La nuit du voyage de M. Stangerson et de M. et Mme Darzac ne présenta aucun incident digne d’être noté. En gare de Menton-Garavan, ils trouvèrent Mr Arthur Rance, qui fut bien étonné de voir les nouveaux époux; mais, quand il sut qu’ils avaient décidé de passer chez lui quelques jours, aux côtés de M. Stangerson, et d’accepter ainsi une invitation que M. Darzac, sous différents prétextes, avait jusqu’alors repoussée, il en marqua une parfaite satisfaction et déclara que sa femme en aurait une grande joie. Également, il se réjouit d’apprendre la prochaine arrivée de Rouletabille. Mr Arthur Rance n’avait pas été sans souffrir de l’extrême réserve avec laquelle, même depuis son mariage avec Miss Edith Prescott, M. Robert Darzac l’avait toujours traité. Lors de son dernier voyage à San Remo, le jeune professeur en Sorbonne s’était borné, en passant, à une visite au château d’Hercule, faite sur le ton le plus cérémonieux. Cependant, quand il était revenu en France, en gare de Menton-Garavan, la première station après la frontière, il avait été salué très cordialement, et gentiment complimenté sur sa meilleure mine par les Rance qui, avertis du retour de Darzac par les Stangerson, s’étaient empressés d’aller le surprendre au passage. En somme, il ne dépendait point d’Arthur Rance que ses rapports avec les Darzac devinssent excellents.

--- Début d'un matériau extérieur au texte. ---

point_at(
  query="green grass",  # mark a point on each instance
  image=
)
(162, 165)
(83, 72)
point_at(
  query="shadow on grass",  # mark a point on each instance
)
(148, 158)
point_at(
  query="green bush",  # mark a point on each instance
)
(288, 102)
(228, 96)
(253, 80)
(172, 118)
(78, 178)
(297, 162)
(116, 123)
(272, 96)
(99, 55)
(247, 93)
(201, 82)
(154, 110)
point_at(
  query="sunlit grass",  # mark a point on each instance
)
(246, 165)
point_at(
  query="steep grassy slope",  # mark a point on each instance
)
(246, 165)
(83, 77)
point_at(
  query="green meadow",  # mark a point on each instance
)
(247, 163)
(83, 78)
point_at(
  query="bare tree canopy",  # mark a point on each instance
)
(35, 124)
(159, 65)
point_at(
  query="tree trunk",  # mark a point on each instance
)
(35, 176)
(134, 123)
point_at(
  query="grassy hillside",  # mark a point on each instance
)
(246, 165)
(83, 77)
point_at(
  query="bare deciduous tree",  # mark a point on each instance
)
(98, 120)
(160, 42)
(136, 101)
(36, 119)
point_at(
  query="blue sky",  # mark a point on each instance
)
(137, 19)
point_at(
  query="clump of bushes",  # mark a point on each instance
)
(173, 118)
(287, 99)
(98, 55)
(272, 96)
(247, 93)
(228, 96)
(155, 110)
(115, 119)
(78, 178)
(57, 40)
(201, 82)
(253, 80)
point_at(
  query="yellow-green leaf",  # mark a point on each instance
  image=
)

Nous avons vu comment la réapparition de Larsan, en gare de Bourg, avait jeté bas tous les plans de voyage de M. et de Mme Darzac et aussi avait transformé leur état d’âme, leur faisant oublier leurs sentiments de retenue et de circonspection vis-à-vis de Rance, et les jetant, avec M. Stangerson, qui n’était averti de rien, bien qu’il commençât à se douter de quelque chose, chez des gens qui ne leur étaient point sympathiques, mais qu’ils considéraient comme honnêtes et loyaux et susceptibles de les défendre. En même temps, ils appelaient Rouletabille à leur secours. C’était une véritable panique. Elle grandit, d’une façon des plus visibles, chez M. Robert Darzac quand, arrivés en gare de Nice, nous fûmes rejoints par Mr Arthur Rance lui-même. Mais, avant qu’il nous rejoignît, il se passa un petit incident que je ne saurais passer sous silence. Aussitôt arrivés à Nice, j’avais sauté sur le quai et m’étais précipité au bureau de la gare pour demander s’il n’y avait point là une dépêche à mon nom. On me tendit le papier bleu et, sans l’ouvrir, je courus retrouver Rouletabille et M. Darzac.
«Lisez», dis-je au jeune homme.
Rouletabille ouvrit la dépêche, et lut:
«Brignolles pas quitté Paris depuis 6 avril; certitude.»
Rouletabille me regarda et pouffa.
«Ah çà! fit-il. C’est vous qui avez demandé ce renseignement? Qu’est-ce que vous avez donc cru?